Тут я забылся. Божий свет
В глазах угас. Безумный бред
Бессилью тела уступил…
Лермонтов, Мцыри
Преемница огненного владыки — Луна — спустилась на землю, укрыв небо звёздным подолом, волочащимся за её спиной. Она распустила беловласую косу и охватила вездесущими руками порядком уставший город, а вместе с ним и монастырь, постепенно погружая их в глубокую дрёму. День вместе с его обыденными мирскими (и не очень) хлопотами подошёл к концу, а это значило, что всякой трудящейся пчёлке положен заслуженный отдых. Многие последователи Господа уже давно почивали, а оттого шелестящий шёпот молитв больше не проносился невидимой дымкой по кельям, закрывая одни ставни и раскрывая другие, не оставлял после себя мурашек на опущенных плечах и божественного трепета в смиреной душе. И, кажется, только один священнослужитель не спал, мучимый бурей собственных мыслей и эмоций, кои держать на сердце ему было просто нестерпимо. Воск догорающей свечи капал и капал, заливая подсвечник и отсчитывая минуты до рассвета, а молодой священник всё так же торопливо водил кончиком пера по пергаменту, надеясь поспеть за ничтожно малым огоньком угасающего пламени, дабы выразить в его свету всё, что волнует душу.***
«Дорогой дневник, кровь моя, по определению горячая, становится лишь холодней с каждым днём. Но тело, пусть и тщедушно, всё ещё дышит силой и юностью. Старые монахи жалеют меня, обращая взор на мой лик. Говорят, что я слишком молод для монастыря, ведь ещё не познал всей жизни за его пределами. Они не понимают, что сей путь я избрал себе сам, так же как и принял бремя обетов, сопровождающих церковный титул. Я захотел посвятить свою жизнь Господу, став посредником между ним и человеком, а обеты и отречение от всего мира — это всего-лишь испытания, которые я обязался пройти. Право, в жизни моей есть только одна отрада — служба. Хотел бы я сказать, что полностью избавился от мирских чувств и забот, но, увы, это не так, и мне по-прежнему стыдно признаваться в этом. Трудно сохранять покорную бесстрастность, когда сердце твоё щемит от грусти при виде чахнущей сиротки или истерзанного калеки. Меня почти не подпускают к прихожанам в храме, однако свой пост помощника целителя в монастырской богадельне я блюду со всей тщательностью. Делаю всё, что в моих силах, чтобы помочь презренным. Часто этого… оказывается недостаточно. Сильнейшее чувство вины охватывает меня в такие моменты. Я представляю себя на месте больного или раненого, и тогда мне становится просто невыносимо. «А что, если бы и мне никто не смог помочь?» — так думаю я, и даже самая малая кроха перестаёт лезть мне в горло. Тогда я отказываюсь от трапезы и уношу свою часть в богадельню. Я не могу устоять перед щенячьими глазами сирот…. Мне становится легко и радостно, когда я вижу в них настоящую благодарность, и всякий раз постигает уныние, когда кто-нибудь из них не справляется с хворью.

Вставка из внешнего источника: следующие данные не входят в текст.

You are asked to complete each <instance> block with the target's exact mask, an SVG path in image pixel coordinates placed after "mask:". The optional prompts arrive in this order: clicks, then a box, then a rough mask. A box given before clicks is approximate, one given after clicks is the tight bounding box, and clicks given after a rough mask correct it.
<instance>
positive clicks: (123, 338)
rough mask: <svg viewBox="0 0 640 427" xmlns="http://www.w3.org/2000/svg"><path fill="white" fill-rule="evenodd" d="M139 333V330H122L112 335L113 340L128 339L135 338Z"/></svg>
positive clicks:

Хотел бы я сделать больше. Как хорошо, что находятся неравнодушные люди, и собранные пожертвования позволяют богадельне и дальше быть приютом для больных и сирот. Мысль об этом по-настоящему радует меня и подкрепляет веру в лучшее. Всё-таки мир не так греховен, как кажется на первый взгляд, ведь в нём есть добро, чья часть хранится в каждом из нас. Однако ж сердце моё неспокойно не только по причине искренней тоски по раненному, осиротевшему или умершему. Дело в том, что хранит оно в себе страшную… ужасающую тайну, какую не расскажешь ни на одной из исповедей. Я грешен. И не сплю уже третью ночь к ряду, ведь только Всевышний-…***
Быть может, нам бы довелось узнать, чем окончилась мысль, с таким старанием выводимая пером, если бы не дикий порыв обозлённого ветра, пожелавший распахнуть чужие ставни в громком хлопке и задуть и без того угасающую свечу с её жалким… немощным светом, когда то бывшим отголоском огня. Как лишил он нас неоспоримого права быть зрителями, так лишил и священника покоя, окончательно растревожив его хрупкое, тонкое сердце.